La composizione dei partecipanti segnala qualcosa di preciso: si tratta di leader al vertice, chiamati a decidere dove collocare l'autorità decisionale tra persone e sistemi intelligenti, prima ancora di scegliere quali strumenti adottare.
Questo è il punto che distingue l'iniziativa da un tipico programma di formazione digitale.
Il collo di bottiglia resta la leadership, non lo strumento tecnologico
La tesi che attraversa l'evidenza raccolta da questo desk negli ultimi mesi resta coerente: la capacità dei leader di governare l'adozione dell'AI pesa più della qualità degli strumenti disponibili. Cornerstone ha già documentato un divario tra il 94% dei leader che percepisce un impatto dell'AI sul lavoro e il 17% delle persone che si sente pronta a operare con questi strumenti: distanza già nota, qui utile come sfondo, mai come titolo.
Sharjah affronta ora lo stesso divario da un'angolazione diversa: quella della governance pubblica. H.E. Sheikh Saud bin Sultan Al Qasimi, Direttore Generale di SDD, ha dichiarato durante il workshop che l'adozione dell'AI va valutata rispetto a criteri chiari: capacità di rispondere a bisogni reali, risultati misurabili, cornice definita di responsabilità e governance, secondo quanto riportato da Voice of Emirates[1].

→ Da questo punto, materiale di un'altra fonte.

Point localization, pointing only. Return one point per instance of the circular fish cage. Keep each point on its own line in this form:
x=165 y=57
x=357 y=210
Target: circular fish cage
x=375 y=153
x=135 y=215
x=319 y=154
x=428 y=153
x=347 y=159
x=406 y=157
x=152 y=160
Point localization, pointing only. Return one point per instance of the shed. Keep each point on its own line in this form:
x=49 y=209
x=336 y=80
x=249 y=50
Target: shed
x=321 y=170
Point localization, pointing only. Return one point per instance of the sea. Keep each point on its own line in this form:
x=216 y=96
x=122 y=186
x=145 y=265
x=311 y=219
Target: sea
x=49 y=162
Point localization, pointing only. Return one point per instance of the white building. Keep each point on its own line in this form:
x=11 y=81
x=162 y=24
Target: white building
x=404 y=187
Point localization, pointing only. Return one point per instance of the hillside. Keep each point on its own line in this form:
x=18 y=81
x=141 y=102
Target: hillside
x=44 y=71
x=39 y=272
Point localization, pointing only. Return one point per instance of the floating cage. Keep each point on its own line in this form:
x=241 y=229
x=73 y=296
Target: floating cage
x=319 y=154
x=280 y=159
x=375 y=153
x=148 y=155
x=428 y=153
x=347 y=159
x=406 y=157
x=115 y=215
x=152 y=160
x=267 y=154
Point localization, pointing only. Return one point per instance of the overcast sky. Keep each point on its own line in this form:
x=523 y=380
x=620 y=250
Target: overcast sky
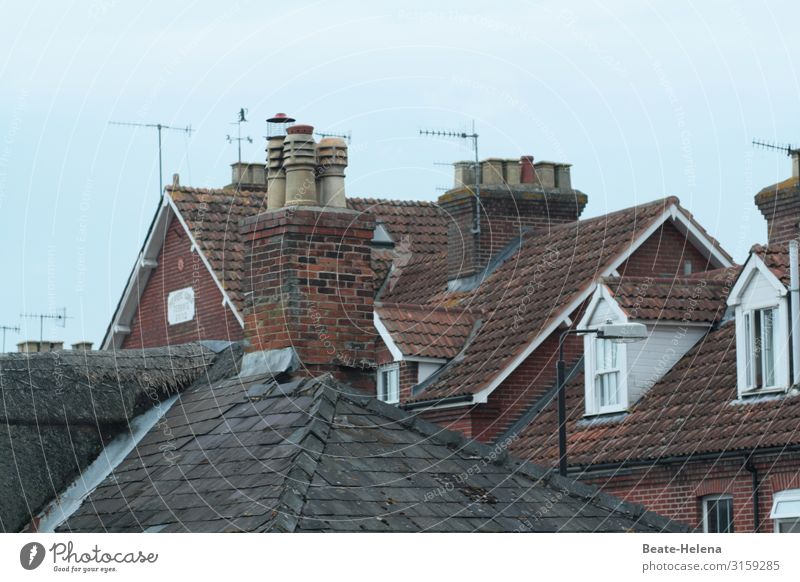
x=644 y=98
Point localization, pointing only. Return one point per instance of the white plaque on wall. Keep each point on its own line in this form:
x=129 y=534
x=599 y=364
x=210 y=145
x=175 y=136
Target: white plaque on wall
x=180 y=306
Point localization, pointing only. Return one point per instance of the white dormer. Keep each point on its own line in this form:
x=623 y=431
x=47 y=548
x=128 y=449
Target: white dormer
x=618 y=375
x=761 y=306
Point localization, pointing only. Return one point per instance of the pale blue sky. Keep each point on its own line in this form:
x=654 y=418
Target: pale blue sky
x=645 y=98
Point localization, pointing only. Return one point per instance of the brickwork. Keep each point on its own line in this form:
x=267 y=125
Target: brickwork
x=179 y=267
x=664 y=255
x=310 y=283
x=676 y=490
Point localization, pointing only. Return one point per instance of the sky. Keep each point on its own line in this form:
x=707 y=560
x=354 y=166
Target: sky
x=646 y=99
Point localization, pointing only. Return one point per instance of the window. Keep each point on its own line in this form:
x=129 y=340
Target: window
x=389 y=383
x=606 y=375
x=718 y=514
x=786 y=511
x=759 y=357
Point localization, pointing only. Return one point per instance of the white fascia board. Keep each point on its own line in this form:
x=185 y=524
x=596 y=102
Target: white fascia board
x=754 y=265
x=138 y=278
x=199 y=251
x=696 y=236
x=397 y=355
x=601 y=293
x=425 y=360
x=71 y=499
x=483 y=395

Definire il perimetro tra umano e sistema
Il contributo più rilevante del workshop riguarda la delega decisionale.
Al Qasimi ha indicato che il ruolo dei leader pubblici parte dall'identificare l'esito voluto, per poi stabilire quali compiti possano essere affidati a sistemi intelligenti. Da qui discende una sequenza precisa: definire i limiti dell'autorità del sistema, individuare i punti in cui l'intervento umano resta necessario, fissare criteri chiari prima di passare dal progetto pilota alla diffusione più ampia.
- Identificazione dell'esito atteso prima della scelta tecnologica
- Assegnazione dei compiti delegabili al sistema
- Definizione dei confini di autorità del sistema
- Individuazione dei punti di controllo umano obbligatorio
- Criteri di verifica prima della scalabilità
Questa sequenza ridefinisce la readiness come esercizio di governance, distinto dall'alfabetizzazione tecnica.
Due percorsi paralleli per portare la readiness fuori dalla teoria
Il quadro istituzionale in cui si inserisce il workshop conferma questa lettura. Sharjah ha adottato una strategia di trasformazione digitale per il periodo 2026-2028, seguita dal Sharjah AI Assistant Programme, costruito su due binari paralleli, come descritto da Voice of Emirates[1].
Il primo binario lavora sulla consapevolezza diffusa e sull'adozione pratica nelle fasi iniziali.
Il secondo si concentra sull'identificazione dei casi d'uso prioritari, sulla valutazione della readiness degli enti governativi e sullo sviluppo di cornici di governance per una scalabilità responsabile.
La separazione tra "adozione precoce" e "governance della scala" traduce in pratica organizzativa una distinzione che questo desk considera centrale: adottare uno strumento e essere pronti a governarlo restano due condizioni distinte, raramente misurate insieme.
Perché la conversione interna batte il reclutamento esterno anche in ambito pubblico
L'evidenza raccolta altrove sostiene lo stesso principio applicato ora al settore pubblico di Sharjah.
Morgan Stanley ha convertito internamente il 98% delle competenze richieste dall'AI, mentre JPMorgan ha registrato 200.000 adesioni volontarie a percorsi di aggiornamento interno: numeri già pubblicati, richiamati qui come cornice di confronto.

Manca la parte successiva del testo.